Este fragmento de la novela resulta muy típico en mi caso pues es uno de esos con personajes, escenarios y situaciones completamente ad hoc (quizá algún personaje, peregrino, vuelva a aparecer un centenar de páginas después, aunque no suele ser así) de manera a poder desarrollar la historia totalmente al margen de los personajes principales pero con acontecimientos que les acabarán afectando. Personalmente siento predilección por este tipo de construcciones y las utilizo a menudo ya que permiten hacer avanzar una historia más o menos global alrededor de la principal sin tener que recurrir a larguísimos párrafos explicativos de cómo está la situación general (imaginemos un contexto de guerra, como es el caso) ni a personajes que se crucen con los protagonistas y les relaten historias paralelas a la suya (si bien, tarde o temprano, cae alguno) y ofrecen al mismo tiempo un poco de aire fresco en la maraña de la historia principal, con personajes e historias nuevos y breves.
El primero es el de las descripciones, y escoger quién «merece» ser descrito y quién no ya que resultaría fastidioso (para el autor, y no digamos ya para el pobre lector) describir todos y cada uno de los personajes en estos fragmentos para luego abandonarlos para siempre al cabo de unas pocas páginas.
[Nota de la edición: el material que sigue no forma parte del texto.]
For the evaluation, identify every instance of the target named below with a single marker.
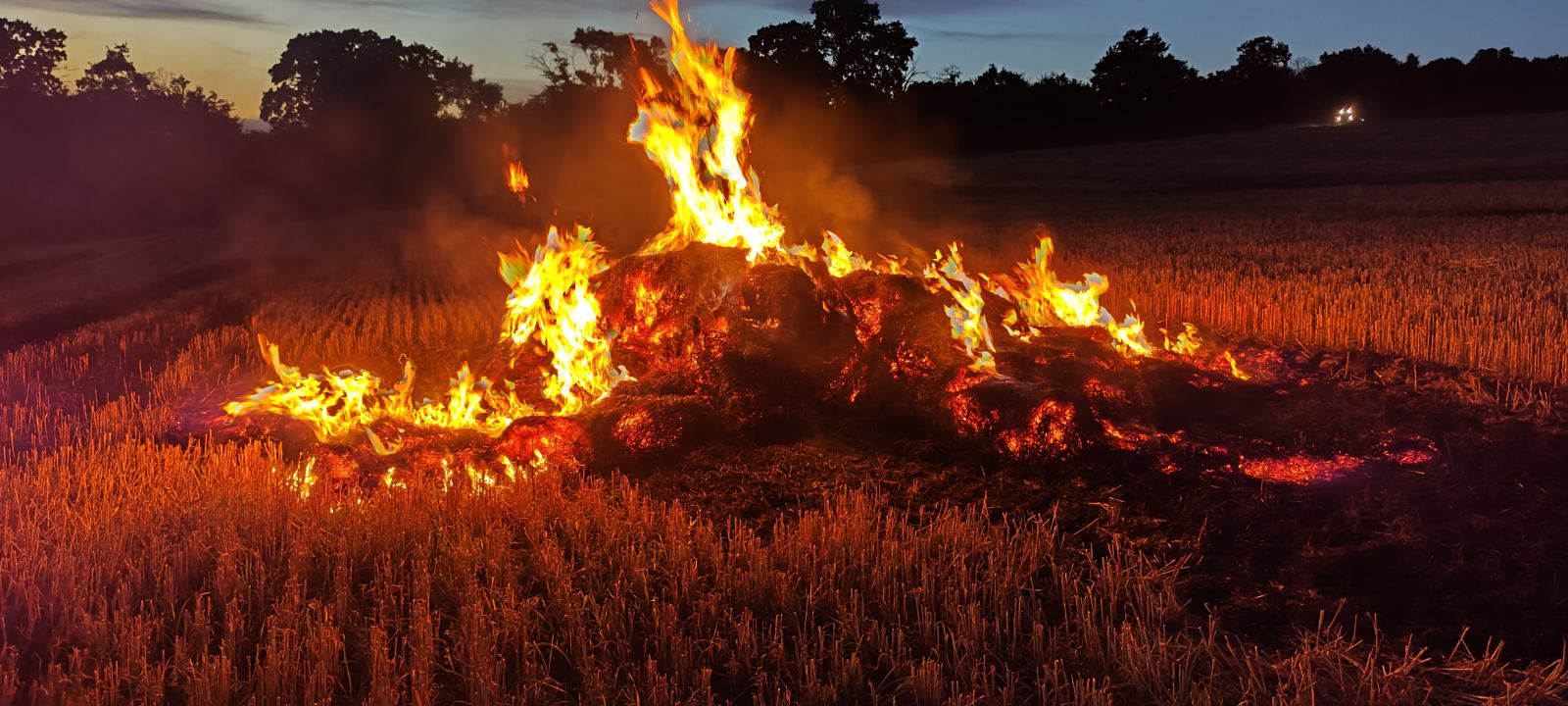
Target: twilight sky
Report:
(229, 44)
No obstante, a algunos de ellos sí resulta necesario describirlos pues, como es el caso de Lorenziena, tendrán un papel algo más largo e interesa que el lector tenga en la cabeza una imagen mental del personaje cuando éste vuelva a aparecer. En este fragmento, por lo tanto, pese a que entran alrededor de doce o trece personajes nuevos con diálogo, sólo el raubritter bogartiano (y su escudero de manera algo velada) tendrá una apariencia establecida.
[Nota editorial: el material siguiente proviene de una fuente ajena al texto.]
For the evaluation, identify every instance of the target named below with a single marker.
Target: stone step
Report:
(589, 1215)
El segundo problema es el de los nombres ya que, se les mencione una vez en toda la novela o a cada página, todo personaje al que nos refiramos individualmente debe tener un nombre. Ya sea «él» o «Wolf Theodoricus Von Trautmansdorf» el personaje merece tener un nombre bien construido y consecuente con la historia, de modo que en mi caso estoy cuasi abonado a glosarios de nombres, apellidos y gentilicios europeos medievales. Con una dificultad añadida, que me encantan los nombres con un significado, y así en «La canción del peregrino» que uno de los lugartenientes de BlaneRos se apellidara Lagrand («la grande» en francés) y el otro Bouquet («ramo», pero también «aroma» por relación con las flores) no tenían nada de gratuito, igual que ocurre con Lorenziena. He compuesto (espero que por última vez) una pequeña lista de candidatos tanto para los caballeros como para los raubritter y al final los ganadores han resultado ser cinco portugueses (Alvaro, Estevam, Martim, Nuno y Rui), un francés (Payen), un inglés (Urban), un castellano (Beltrán) y tres apodos, a saber un Alas de cuervo, un Sinnariz, un Hogaza y un escudero llamado Lanzarote (extraño nombre para un escudero, lo sé, pero tiene su por qué).
Los títeres están en escena, y ahora sólo toca moverlos.